В истории и политологии

Экономическая теория может быть взята на вооружение государством в качестве экономической доктрины и впоследствии реализована средствами экономической политики. Одни доктрины явно указывают имена конкретных учёных, теорий, школ (или даже называться этими именами), другие же таких указаний не делают — либо используя соответствующую научную основу как общественное достояние, либо «независимо» приходя к тем же идеям. Так, пример реализации идей «государственного социализма» на Яве, Ф.Энгельс характеризует как систему государственной колониальной эксплуатации, созданную на основе общинного строя голландским правительством[3].

Крупнейший в XIX веке прецедент формирования доктрины «государственного социализма» и проведения соответствующей экономической и социальной политики, при активной поддержке государством соответствующих научных разработок учёных дала Пруссия.

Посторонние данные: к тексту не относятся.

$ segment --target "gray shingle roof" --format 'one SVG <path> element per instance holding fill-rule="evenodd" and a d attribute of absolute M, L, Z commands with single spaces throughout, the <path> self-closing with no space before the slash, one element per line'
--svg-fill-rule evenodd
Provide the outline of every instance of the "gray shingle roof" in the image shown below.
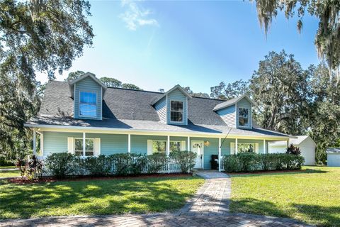
<path fill-rule="evenodd" d="M 236 97 L 236 98 L 234 98 L 234 99 L 229 99 L 229 100 L 227 100 L 227 101 L 225 101 L 222 103 L 218 104 L 217 105 L 216 105 L 216 106 L 214 107 L 213 110 L 214 111 L 217 111 L 219 109 L 221 109 L 234 105 L 234 104 L 236 104 L 237 102 L 238 102 L 239 101 L 240 101 L 243 98 L 247 99 L 251 103 L 253 104 L 253 105 L 255 105 L 255 103 L 251 99 L 250 99 L 249 97 L 248 97 L 246 95 L 244 94 L 242 96 L 238 96 L 238 97 Z"/>
<path fill-rule="evenodd" d="M 73 99 L 69 94 L 67 82 L 50 82 L 38 116 L 27 124 L 183 133 L 227 133 L 231 130 L 230 135 L 287 136 L 256 128 L 231 128 L 212 111 L 216 105 L 225 101 L 194 96 L 188 101 L 188 126 L 167 125 L 159 122 L 156 110 L 150 104 L 162 96 L 162 93 L 110 87 L 106 89 L 103 101 L 102 121 L 74 119 Z"/>

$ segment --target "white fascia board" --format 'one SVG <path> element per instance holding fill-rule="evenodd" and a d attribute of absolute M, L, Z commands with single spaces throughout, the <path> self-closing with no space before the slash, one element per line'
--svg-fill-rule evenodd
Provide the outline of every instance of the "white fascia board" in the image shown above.
<path fill-rule="evenodd" d="M 39 131 L 59 131 L 59 132 L 74 132 L 74 133 L 110 133 L 110 134 L 134 134 L 134 135 L 172 135 L 172 136 L 191 136 L 191 137 L 208 137 L 222 138 L 227 134 L 199 133 L 199 132 L 180 132 L 180 131 L 164 131 L 158 130 L 142 130 L 142 129 L 120 129 L 101 127 L 82 127 L 82 126 L 50 126 L 50 125 L 31 125 L 24 124 L 26 127 L 38 128 Z M 227 138 L 239 139 L 266 139 L 268 140 L 287 140 L 287 136 L 264 136 L 264 135 L 246 135 L 229 134 Z"/>

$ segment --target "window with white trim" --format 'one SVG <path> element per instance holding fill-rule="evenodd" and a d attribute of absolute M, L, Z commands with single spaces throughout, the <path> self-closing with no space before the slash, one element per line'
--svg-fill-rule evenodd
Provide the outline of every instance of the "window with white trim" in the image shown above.
<path fill-rule="evenodd" d="M 96 92 L 79 92 L 79 116 L 97 116 L 97 94 Z"/>
<path fill-rule="evenodd" d="M 249 111 L 247 108 L 239 108 L 239 126 L 249 126 Z"/>
<path fill-rule="evenodd" d="M 170 102 L 170 121 L 183 121 L 183 101 L 171 101 Z"/>
<path fill-rule="evenodd" d="M 181 141 L 170 141 L 170 151 L 180 151 Z M 166 151 L 166 141 L 152 140 L 152 153 L 162 153 Z"/>
<path fill-rule="evenodd" d="M 237 153 L 256 153 L 255 143 L 238 143 Z"/>
<path fill-rule="evenodd" d="M 93 156 L 94 155 L 94 139 L 85 139 L 85 154 L 83 150 L 83 139 L 74 139 L 74 154 L 77 156 Z"/>

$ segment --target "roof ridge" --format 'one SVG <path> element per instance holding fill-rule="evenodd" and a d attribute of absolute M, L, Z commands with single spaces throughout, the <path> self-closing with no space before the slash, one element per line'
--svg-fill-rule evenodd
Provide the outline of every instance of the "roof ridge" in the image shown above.
<path fill-rule="evenodd" d="M 215 98 L 208 98 L 208 97 L 200 97 L 200 96 L 196 96 L 194 95 L 192 96 L 193 98 L 197 98 L 197 99 L 209 99 L 209 100 L 216 100 L 216 101 L 225 101 L 227 100 L 225 99 L 215 99 Z"/>

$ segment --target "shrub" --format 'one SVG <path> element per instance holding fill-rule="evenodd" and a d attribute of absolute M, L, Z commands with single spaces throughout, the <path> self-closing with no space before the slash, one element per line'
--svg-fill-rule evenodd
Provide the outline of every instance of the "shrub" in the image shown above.
<path fill-rule="evenodd" d="M 174 151 L 170 157 L 174 158 L 179 165 L 183 173 L 188 173 L 195 166 L 197 154 L 192 151 Z"/>
<path fill-rule="evenodd" d="M 147 166 L 147 157 L 140 154 L 130 154 L 131 163 L 130 165 L 130 173 L 133 175 L 140 175 L 145 170 Z"/>
<path fill-rule="evenodd" d="M 147 173 L 155 174 L 161 171 L 166 165 L 168 159 L 164 153 L 153 154 L 147 156 Z"/>
<path fill-rule="evenodd" d="M 276 170 L 278 166 L 278 154 L 261 154 L 259 156 L 263 170 Z"/>
<path fill-rule="evenodd" d="M 222 161 L 225 166 L 225 170 L 226 172 L 232 172 L 241 171 L 239 160 L 237 155 L 225 156 Z"/>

Там в 1877—1882 издавался еженедельник «Государственный социалист», университетские кафедры Пруссии сыграли известную роль в развитии катедер-социализма; наконец, сам канцлер Бисмарк является, в силу определения, главным государственным социалистом-практиком той эпохи (см. ниже раздел «Бисмарк и государственный социализм»).

С конца 1980-х гг., в годы перестройки в СССР реформаторы широко пропагандировали т. н. «шведскую экономическую модель» в качестве идельного примера государственного социализма на практике. Однако Швеция в этом плане далеко не единственная. В XX веке многие элементы теорий государственного социализма XIX века были подхвачены учёными всего мира и получили самостоятельную научную основу в лице институционализма, кейнсианства и пр. По этой причине термин «государственный социализм» стал менее активно использоваться в научном обороте, постепенно приобретая скорее историко-экономический характер, и соотносясь, в основном, с эпохой катедер-социализма и государственного социализма Бисмарка.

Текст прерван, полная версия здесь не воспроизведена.